PACS 651 Economics for Sustainable Development (0.50) LEC,RDG,SEMCourse ID: 014013
(Cross-listed with INDEV 605)
This course introduces students to the history, theories and practices of development economics. Select issues such as trade, (Public and private) capital flows, transnational corporations, technological change and innovation, agricultural and industrial policy and production, poverty and reduction, structural adjustment, etc. are treated, as are recent developments in globalization and global economic governance.

PACS 652 Water and Security (0.50) LEC,RDG,SEMCourse ID: 014015
(Cross-listed with INDEV 608)
The course will provide students with comprehensive background knowledge relevant to the increasingly important policy challenge of 'water security'. The course will explore how the multiple levels of water security - human, community, state, international, global - require broad but considered policy inputs. Emphasis will be placed on the interdependencies of difference sectors (climate security, food security, energy security) that interact within a 'web' of water security.

PACS 660 Justice and Gender (0.50) LECCourse ID: 002423
(Cross-listed with PSCI 624)
Theories of justice are concerned with the distribution of the basic goods of society - money, power, status, leisure, and so on. One would expect that they would be of particular interest to feminist theory, which is also concerned with the distribution of these goods. This course will consider how the gender system fares from the standpoint of liberal justice, and to what extent the promises of liberal justice can be used to overturn the unequal treatment of women. The issues of equality and difference will also be explored.

PACS 661 Ethnic Conflict and Conflict Resolution I (0.50) SEMCourse ID: 002445
(Cross-listed with PSCI 655)
This course examines the causes of ethnic conflict but focuses in particular on the strategies which states use to manage or resolve such conflicts. The review of state strategies is comprehensive in nature, and includes approaches which are morally unacceptable as well as approaches which many consider morally desirable.

PACS 662 Conflict and Conflict Resolution (0.50) SEMCourse ID: 002449
(Cross-listed with PSCI 659)
A graduate level survey of theories of conflict resolution drawn from the international relations, comparative politics, and peace studies. Why do we have violent political conflict, and how can it be resolved? How and why do wars begin and end?
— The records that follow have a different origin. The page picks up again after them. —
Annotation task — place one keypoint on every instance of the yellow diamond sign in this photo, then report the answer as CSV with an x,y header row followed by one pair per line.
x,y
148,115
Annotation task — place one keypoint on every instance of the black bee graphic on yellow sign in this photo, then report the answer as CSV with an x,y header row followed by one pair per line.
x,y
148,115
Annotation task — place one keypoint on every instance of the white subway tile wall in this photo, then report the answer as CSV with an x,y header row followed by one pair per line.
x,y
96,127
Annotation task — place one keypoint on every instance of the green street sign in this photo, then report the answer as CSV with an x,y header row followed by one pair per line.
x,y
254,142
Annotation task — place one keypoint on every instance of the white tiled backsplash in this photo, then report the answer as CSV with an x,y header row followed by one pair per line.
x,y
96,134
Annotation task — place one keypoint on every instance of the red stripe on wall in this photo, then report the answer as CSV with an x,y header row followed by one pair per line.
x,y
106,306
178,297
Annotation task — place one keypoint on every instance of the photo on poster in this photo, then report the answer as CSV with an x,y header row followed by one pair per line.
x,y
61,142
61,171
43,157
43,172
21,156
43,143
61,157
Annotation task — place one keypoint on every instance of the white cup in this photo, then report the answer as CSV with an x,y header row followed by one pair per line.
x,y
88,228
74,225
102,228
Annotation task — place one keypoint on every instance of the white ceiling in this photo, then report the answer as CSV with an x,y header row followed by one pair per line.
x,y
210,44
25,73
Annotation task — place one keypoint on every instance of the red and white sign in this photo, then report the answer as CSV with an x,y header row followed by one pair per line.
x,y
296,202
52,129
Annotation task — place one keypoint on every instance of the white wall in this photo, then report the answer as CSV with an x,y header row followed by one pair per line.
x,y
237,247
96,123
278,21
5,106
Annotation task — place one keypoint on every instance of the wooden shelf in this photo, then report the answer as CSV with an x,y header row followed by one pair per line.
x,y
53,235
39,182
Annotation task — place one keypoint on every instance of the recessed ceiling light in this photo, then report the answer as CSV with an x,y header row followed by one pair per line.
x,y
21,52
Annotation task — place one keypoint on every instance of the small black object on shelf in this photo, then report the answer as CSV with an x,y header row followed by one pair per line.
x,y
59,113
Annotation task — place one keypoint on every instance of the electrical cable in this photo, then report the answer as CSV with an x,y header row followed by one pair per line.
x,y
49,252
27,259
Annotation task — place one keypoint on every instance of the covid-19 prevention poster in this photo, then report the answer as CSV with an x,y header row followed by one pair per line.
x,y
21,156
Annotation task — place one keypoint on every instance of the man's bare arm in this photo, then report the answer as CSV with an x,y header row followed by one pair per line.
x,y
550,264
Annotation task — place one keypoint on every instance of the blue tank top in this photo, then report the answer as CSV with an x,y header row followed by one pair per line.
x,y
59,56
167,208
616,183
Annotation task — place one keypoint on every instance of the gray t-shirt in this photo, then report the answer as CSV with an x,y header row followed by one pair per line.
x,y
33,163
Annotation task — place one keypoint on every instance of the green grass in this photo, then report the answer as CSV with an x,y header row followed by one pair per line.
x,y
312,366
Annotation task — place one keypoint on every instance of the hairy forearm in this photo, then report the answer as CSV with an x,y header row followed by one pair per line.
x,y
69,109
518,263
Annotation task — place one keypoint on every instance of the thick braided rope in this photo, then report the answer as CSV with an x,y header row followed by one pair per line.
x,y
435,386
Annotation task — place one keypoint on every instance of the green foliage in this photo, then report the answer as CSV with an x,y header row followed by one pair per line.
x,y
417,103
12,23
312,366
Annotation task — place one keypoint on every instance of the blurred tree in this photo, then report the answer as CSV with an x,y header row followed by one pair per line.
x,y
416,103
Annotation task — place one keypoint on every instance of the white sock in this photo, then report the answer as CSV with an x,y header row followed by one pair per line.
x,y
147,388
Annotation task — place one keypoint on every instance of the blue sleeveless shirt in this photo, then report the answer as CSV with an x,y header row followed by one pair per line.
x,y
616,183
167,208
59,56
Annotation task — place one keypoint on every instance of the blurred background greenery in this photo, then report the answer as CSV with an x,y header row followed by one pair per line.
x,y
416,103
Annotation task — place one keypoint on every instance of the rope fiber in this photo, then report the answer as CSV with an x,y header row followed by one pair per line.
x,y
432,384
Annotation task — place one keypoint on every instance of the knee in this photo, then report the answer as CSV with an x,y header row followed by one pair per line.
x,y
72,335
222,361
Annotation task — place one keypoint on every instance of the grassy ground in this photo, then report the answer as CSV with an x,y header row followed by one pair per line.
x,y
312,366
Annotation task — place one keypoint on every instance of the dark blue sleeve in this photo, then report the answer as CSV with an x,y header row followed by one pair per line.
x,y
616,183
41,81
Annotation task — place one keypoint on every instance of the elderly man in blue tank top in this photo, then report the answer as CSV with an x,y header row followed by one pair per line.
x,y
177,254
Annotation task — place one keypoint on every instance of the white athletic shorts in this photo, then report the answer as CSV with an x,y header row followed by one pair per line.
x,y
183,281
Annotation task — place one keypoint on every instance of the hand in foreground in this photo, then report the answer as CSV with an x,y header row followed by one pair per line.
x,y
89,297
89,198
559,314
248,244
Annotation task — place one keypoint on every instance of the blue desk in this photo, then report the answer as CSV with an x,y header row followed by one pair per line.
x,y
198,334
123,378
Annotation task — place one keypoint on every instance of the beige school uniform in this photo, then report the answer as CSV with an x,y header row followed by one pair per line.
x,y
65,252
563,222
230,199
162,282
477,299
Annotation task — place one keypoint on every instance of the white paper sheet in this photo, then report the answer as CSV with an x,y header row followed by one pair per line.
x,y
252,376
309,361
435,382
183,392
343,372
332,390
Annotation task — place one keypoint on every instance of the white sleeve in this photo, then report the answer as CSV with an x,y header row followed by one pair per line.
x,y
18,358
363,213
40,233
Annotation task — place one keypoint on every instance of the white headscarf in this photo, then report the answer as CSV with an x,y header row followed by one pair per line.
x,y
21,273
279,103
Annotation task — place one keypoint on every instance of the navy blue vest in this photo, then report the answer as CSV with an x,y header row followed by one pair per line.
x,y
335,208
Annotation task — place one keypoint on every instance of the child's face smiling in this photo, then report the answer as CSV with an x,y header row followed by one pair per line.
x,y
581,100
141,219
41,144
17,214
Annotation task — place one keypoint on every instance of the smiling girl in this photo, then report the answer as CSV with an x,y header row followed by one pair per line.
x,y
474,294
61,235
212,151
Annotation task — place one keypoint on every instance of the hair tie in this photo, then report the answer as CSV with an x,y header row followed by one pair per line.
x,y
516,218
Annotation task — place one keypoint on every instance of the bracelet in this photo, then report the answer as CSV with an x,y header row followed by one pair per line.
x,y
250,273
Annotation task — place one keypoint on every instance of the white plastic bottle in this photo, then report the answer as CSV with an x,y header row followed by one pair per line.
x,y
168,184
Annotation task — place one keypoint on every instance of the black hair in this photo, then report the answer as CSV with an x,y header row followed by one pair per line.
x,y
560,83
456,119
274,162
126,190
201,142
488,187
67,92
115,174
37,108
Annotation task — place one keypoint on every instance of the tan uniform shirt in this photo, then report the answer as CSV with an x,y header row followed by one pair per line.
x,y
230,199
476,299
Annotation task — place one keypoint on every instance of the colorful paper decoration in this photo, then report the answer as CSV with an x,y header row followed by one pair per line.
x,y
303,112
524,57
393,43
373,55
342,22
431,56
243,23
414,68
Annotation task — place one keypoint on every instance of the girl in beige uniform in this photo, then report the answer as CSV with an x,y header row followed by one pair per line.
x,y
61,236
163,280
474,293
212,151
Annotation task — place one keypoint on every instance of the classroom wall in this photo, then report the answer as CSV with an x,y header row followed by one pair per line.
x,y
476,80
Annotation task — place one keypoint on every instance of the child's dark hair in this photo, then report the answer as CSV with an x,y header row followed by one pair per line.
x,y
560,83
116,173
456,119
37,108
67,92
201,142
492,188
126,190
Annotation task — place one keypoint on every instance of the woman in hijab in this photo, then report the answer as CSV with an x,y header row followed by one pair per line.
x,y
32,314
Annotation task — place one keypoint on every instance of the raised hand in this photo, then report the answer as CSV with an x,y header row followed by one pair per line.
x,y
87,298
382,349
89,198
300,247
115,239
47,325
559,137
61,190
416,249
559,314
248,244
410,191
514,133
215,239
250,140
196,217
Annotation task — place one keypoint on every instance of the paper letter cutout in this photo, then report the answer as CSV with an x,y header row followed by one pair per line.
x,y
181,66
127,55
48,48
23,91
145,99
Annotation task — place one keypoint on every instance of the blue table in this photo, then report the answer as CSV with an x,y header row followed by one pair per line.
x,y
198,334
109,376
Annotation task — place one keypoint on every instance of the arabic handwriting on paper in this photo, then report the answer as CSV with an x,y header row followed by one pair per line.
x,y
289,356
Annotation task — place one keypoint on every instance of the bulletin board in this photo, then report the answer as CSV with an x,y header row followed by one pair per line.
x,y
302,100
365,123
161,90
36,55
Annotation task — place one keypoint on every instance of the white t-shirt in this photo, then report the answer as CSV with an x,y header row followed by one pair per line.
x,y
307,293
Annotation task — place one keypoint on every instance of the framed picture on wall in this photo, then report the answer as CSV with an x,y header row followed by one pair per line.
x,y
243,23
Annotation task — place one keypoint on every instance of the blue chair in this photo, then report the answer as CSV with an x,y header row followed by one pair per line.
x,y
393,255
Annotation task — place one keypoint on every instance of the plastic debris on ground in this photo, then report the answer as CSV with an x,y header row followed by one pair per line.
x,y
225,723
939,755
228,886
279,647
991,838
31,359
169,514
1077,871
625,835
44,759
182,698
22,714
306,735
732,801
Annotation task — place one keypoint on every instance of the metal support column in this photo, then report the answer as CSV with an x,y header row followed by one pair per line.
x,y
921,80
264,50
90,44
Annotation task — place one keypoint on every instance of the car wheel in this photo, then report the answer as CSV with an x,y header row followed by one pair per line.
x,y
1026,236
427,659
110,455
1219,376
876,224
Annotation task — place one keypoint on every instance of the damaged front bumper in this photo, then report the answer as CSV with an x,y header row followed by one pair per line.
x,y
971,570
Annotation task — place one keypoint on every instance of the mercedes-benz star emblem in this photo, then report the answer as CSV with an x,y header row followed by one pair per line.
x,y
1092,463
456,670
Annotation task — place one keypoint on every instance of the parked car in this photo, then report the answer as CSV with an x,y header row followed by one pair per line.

This course focuses on political violence and conflict resolution between groups, including but not limited to states.

PACS 670 War and Peace in Christian Thought (0.50) LECCourse ID: 012819
(Cross-listed with TS 670)
An examination of Christian teaching on war and peace from the early Church to the present, including the "just war" theories of Augustine, Aquinas, the Reformers and recent Catholic statements, as well as the pacifist views of Quakers, Mennonites and Brethren.

PACS 671 The Bible and Peace (0.50) LECCourse ID: 012802
(Cross-listed with TS 619)
An examination of diverse biblical views of peace in relation to war, justice, and salvation with attention to their relevance for the contemporary quest for peace. Formerly MTS 576.

PACS 672 Christianity's Encounter with Other Faiths (0.50) SEMCourse ID: 012833
(Cross-listed with TS 731)
This course will examine several contemporary theological responses to the encounter of Christianity with other faiths. The meaning and dynamics of inter-religious dialogue and the resources within the Christian faith for such an encounter will be explored. Formerly MTS 657.